在渊翻个白眼,“总好过你,连女人是什么滋味都没尝过吧?”
墩子一怔,“你!”
在渊继续道,“今晚我再去一趟。”
“我让姑获跟你去。”楚羽道,“你跟她也好有个照应,若然真的有异动,先把离若拿下,你莫要妇人之仁,到时候出了事儿可别怪我没提醒你。”
在渊点点头,“我自己有分寸。”
“那就好!”楚羽起身,“大家都准备一下,到时候我们在坟地外头等着,你们若有什么危险记得马上通知我们,我们里应外合能周全一些,避免无谓的牺牲。”
各就各位,都去准备。
打从良州回来,手肘上的印记越来越清晰,楚羽便经常觉得倦怠。
靠在软榻上,单手支着头,双眸微合。
脑子里有些浑浑噩噩的,听不清楚是什么声音,嘈杂得很。
案上的烛花哔哔啵啵的响着,她突然想明白了那是什么声音。是驰骋沙场的马蹄声,声声入耳。踏碎了万里河山,血染了漫天黄沙。
马蹄声,厮杀声,冲锋陷阵的女将军。
她听到有人在喊,“将军,敌军杀过来了,皇上还在回宫路上。”
勒紧马缰,女将军飞驰而去,奋不顾身的将敌军引开。
后来呢?
“夫人?”梓桐疾呼,“夫人?你怎么了?夫人?”
楚羽的身子在抖,眉心的印记若隐若现,似乎都不太对劲了。
“夫人?”梓桐当即推了楚羽一把。
眸子陡然睁开,血色的眸,如同天边的血月,连梓桐见着都跟着心慌。这眼神很是犀利,带着睥睨天下的不可一世,那种桀骜与孤冷清傲,仿佛是另一个人。

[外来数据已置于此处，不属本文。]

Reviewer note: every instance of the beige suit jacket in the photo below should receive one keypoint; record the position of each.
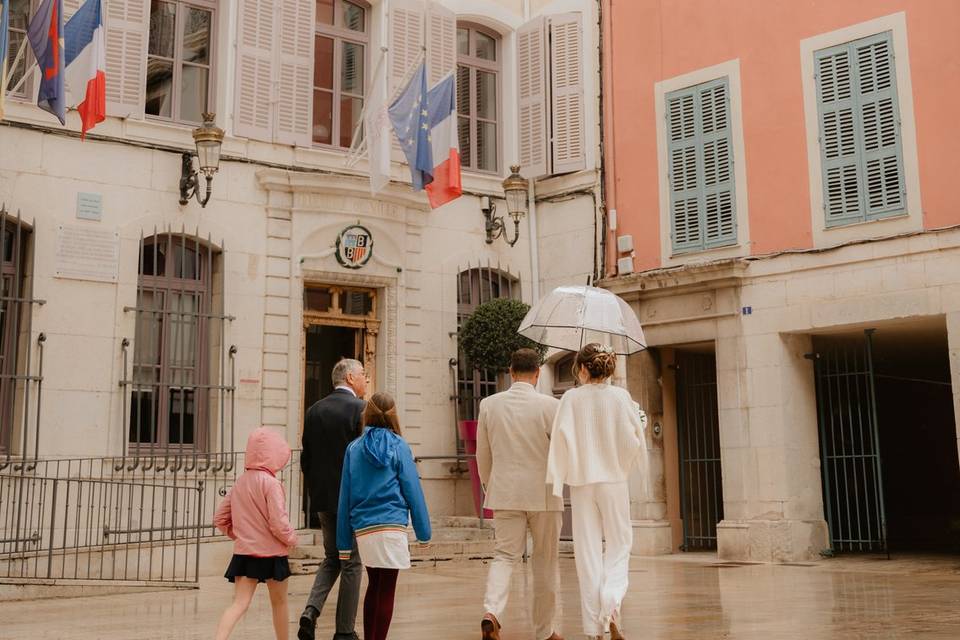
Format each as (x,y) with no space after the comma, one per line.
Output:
(513,440)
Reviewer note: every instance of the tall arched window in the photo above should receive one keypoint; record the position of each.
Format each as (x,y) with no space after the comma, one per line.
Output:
(171,362)
(339,62)
(478,97)
(14,320)
(474,287)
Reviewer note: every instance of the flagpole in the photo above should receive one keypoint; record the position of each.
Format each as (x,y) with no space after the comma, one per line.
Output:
(16,61)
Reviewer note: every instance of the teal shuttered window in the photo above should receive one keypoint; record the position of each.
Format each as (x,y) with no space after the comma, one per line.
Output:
(860,145)
(702,202)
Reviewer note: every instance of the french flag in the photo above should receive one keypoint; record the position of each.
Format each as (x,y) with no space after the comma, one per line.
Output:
(86,61)
(442,119)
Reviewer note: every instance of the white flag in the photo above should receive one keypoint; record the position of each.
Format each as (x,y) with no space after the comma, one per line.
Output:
(377,128)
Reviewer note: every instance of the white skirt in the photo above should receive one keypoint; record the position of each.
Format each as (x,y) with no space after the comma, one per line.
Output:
(384,549)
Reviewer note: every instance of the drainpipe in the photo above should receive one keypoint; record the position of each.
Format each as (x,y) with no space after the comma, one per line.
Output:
(532,214)
(607,136)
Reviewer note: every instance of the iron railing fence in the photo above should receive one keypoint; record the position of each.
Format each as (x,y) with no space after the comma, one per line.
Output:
(211,474)
(100,530)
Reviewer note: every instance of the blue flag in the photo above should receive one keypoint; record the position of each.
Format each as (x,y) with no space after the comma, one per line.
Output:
(46,40)
(411,122)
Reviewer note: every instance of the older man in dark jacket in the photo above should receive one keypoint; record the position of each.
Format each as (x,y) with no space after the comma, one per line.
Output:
(329,426)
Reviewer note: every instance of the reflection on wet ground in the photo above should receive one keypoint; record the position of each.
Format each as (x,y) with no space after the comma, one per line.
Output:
(676,597)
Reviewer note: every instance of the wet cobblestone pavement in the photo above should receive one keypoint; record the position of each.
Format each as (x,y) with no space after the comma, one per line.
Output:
(679,597)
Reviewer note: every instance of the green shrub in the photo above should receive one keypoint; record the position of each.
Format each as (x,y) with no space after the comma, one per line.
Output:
(489,336)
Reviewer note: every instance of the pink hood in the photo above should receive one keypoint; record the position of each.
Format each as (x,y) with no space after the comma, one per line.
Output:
(254,512)
(267,450)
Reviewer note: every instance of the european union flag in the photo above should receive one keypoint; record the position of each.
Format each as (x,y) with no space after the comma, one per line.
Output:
(46,40)
(411,122)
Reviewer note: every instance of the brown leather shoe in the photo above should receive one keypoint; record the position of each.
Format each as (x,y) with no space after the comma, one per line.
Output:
(490,627)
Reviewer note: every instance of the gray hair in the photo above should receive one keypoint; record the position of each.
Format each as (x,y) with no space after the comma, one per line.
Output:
(343,368)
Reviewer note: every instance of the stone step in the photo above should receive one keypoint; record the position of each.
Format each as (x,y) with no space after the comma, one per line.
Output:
(443,551)
(453,522)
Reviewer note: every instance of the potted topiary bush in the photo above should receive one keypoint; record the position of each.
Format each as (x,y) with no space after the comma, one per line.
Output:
(487,339)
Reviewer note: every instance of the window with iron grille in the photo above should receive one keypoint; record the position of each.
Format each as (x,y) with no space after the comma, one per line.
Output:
(474,287)
(180,60)
(339,61)
(13,253)
(860,140)
(170,391)
(478,69)
(20,14)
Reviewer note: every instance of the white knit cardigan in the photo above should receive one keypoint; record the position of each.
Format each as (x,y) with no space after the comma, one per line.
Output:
(597,437)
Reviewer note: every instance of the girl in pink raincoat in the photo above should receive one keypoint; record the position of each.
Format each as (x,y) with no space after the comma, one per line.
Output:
(254,516)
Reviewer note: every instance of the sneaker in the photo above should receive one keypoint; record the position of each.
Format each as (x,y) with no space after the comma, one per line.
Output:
(308,625)
(490,627)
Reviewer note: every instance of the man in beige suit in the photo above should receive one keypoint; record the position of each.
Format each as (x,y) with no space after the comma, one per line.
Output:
(513,438)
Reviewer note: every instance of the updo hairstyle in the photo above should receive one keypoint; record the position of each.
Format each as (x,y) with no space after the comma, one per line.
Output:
(381,411)
(599,360)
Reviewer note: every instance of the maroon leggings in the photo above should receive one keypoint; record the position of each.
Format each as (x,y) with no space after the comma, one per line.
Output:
(378,602)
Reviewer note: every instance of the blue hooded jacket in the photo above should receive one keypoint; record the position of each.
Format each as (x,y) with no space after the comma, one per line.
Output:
(379,489)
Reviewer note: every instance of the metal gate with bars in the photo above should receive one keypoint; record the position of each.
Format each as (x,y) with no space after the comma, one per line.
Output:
(849,443)
(698,436)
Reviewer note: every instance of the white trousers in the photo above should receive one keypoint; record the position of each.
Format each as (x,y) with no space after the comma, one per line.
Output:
(601,513)
(511,530)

“夫人?”梓桐愣愣的蹲在楚羽跟前,一时间不知该怎么言语。
楚羽定定的望着梓桐,眼睛里的赤色逐渐消失,渐渐的恢复了本来的颜色。待她看清楚了眼前来人是梓桐,这才如梦方醒,“是你啊?梓桐。”
“夫人怎么了?”梓桐搀着她坐起身来,“脸色不太好,最近是不是累着了?要不去找个大夫给你看看?”
“墩子就是大夫,还找什么大夫?”楚羽深吸一口气,“我就是最近老做梦,梦得有些奇奇怪怪而已。梓桐,妖会做梦吗?”
梓桐摇头,“很少。”
“所以想太多的都是凡人?人最喜欢胡思乱想。”楚羽坐在那里怅然若失,“我最近总是梦到一位女将军,策马疆场,血染黄沙。日有所思夜有所梦,你说我这到底是怎么了?梦里是我自己的前世今生,还是别人的故事?”
梓桐面色一紧,“约莫是夫人想太多了,前世的记忆早就被一碗孟婆汤给消去了,是不可能带到这辈子的,所以夫人大概只是累着。夫人之前不是想起了公子吗?估计是太想念,所以就开始胡思乱想。”
“是吗?”楚羽敛眸,“那大概真的是我想太多。”
“在渊和姑获已经提前一步,废物还在门口等着,夫人既然觉得累,不如就在家里歇着吧!”梓桐担虑,“这件事,让奴婢来处置。”
“我没什么事。”楚羽起身,“我之前觉得有些累,但睡了一觉已经好多了。走吧,莫要耽搁!”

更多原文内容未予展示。